From Tokyo With Love

Case study for deleveraging and demise of carry trade

While the equities have not achieved much as the crow flies the USDJPY pair has a good story to tell for the power of deleveraging. Now when you think of Japan, you would imagine the spectacular collapse of the Nippon star, decade long deflationary cycle and developed world govt with highest debt to GDP ratio. Not an example of something which will inspire currency confidence and hence appreciation. But look at USDJPY (look at other pairs EURJPY, GBPJPY or NZDJPY as well) and you will find that after hitting a high of 147 in 1998, JPY is been in a constant down trend and broken out of a massive flat bottom apex in a classic fashion. So what is causing the whole world to buy JPY? Not a deep desire to buy Japanese assets but simply the desire to unwind a carry trade position. On back of envelop basis, if you had borrowed 147 YEN in 1998 and sold that to buy 1 USD and invested that USD, you would still be sitting on that 1 USD asset today (+ dividends etc). However that 1 USD would only get you 83 YEN today so you are short by nearly 64 JPY. That’s a big loss you are looking at.

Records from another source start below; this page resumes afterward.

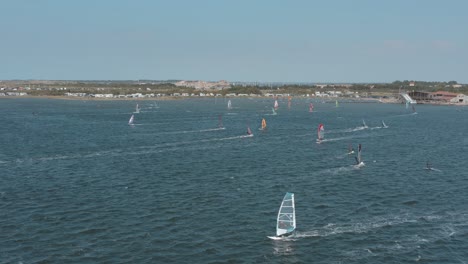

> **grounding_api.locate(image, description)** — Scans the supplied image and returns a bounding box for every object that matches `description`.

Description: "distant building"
[431,91,457,102]
[450,94,468,104]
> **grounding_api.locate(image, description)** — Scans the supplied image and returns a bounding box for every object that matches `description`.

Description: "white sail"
[358,144,362,164]
[362,119,368,128]
[382,120,388,128]
[276,192,296,236]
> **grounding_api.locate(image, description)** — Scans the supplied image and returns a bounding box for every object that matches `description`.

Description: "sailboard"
[135,104,141,114]
[354,144,365,168]
[362,119,368,128]
[260,118,266,130]
[382,120,388,128]
[218,115,224,129]
[317,124,325,144]
[268,192,296,240]
[348,144,354,155]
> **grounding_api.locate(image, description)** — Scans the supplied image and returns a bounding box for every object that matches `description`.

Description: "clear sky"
[0,0,468,83]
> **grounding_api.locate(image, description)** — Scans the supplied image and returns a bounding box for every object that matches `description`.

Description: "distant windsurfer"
[426,161,432,170]
[348,145,354,155]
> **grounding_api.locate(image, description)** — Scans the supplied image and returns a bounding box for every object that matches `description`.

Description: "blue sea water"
[0,98,468,263]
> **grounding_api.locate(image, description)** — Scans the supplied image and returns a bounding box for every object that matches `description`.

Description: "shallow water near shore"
[0,98,468,263]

Japanese Central Bank has made threats of interventions but I would think that they learn from the experience of our friends at Swiss National Bank who finally threw out the policy of intervention (and failed to stop the rise of CHF). I would think intervention if any would be short lasting and opportunity to buy YEN at weaker prices. I feel the significant low of 79.70 will be broken though that level is likely to offer some support and can be used a first target. I expect once 79.70 is broken, YEN would reach mid 60s level against USD towards Q1 2011. Against other currencies like EUR and GBP the results can be further spectacular. Yen is in a well defined downward channel and an interesting play on world that is deleveraging.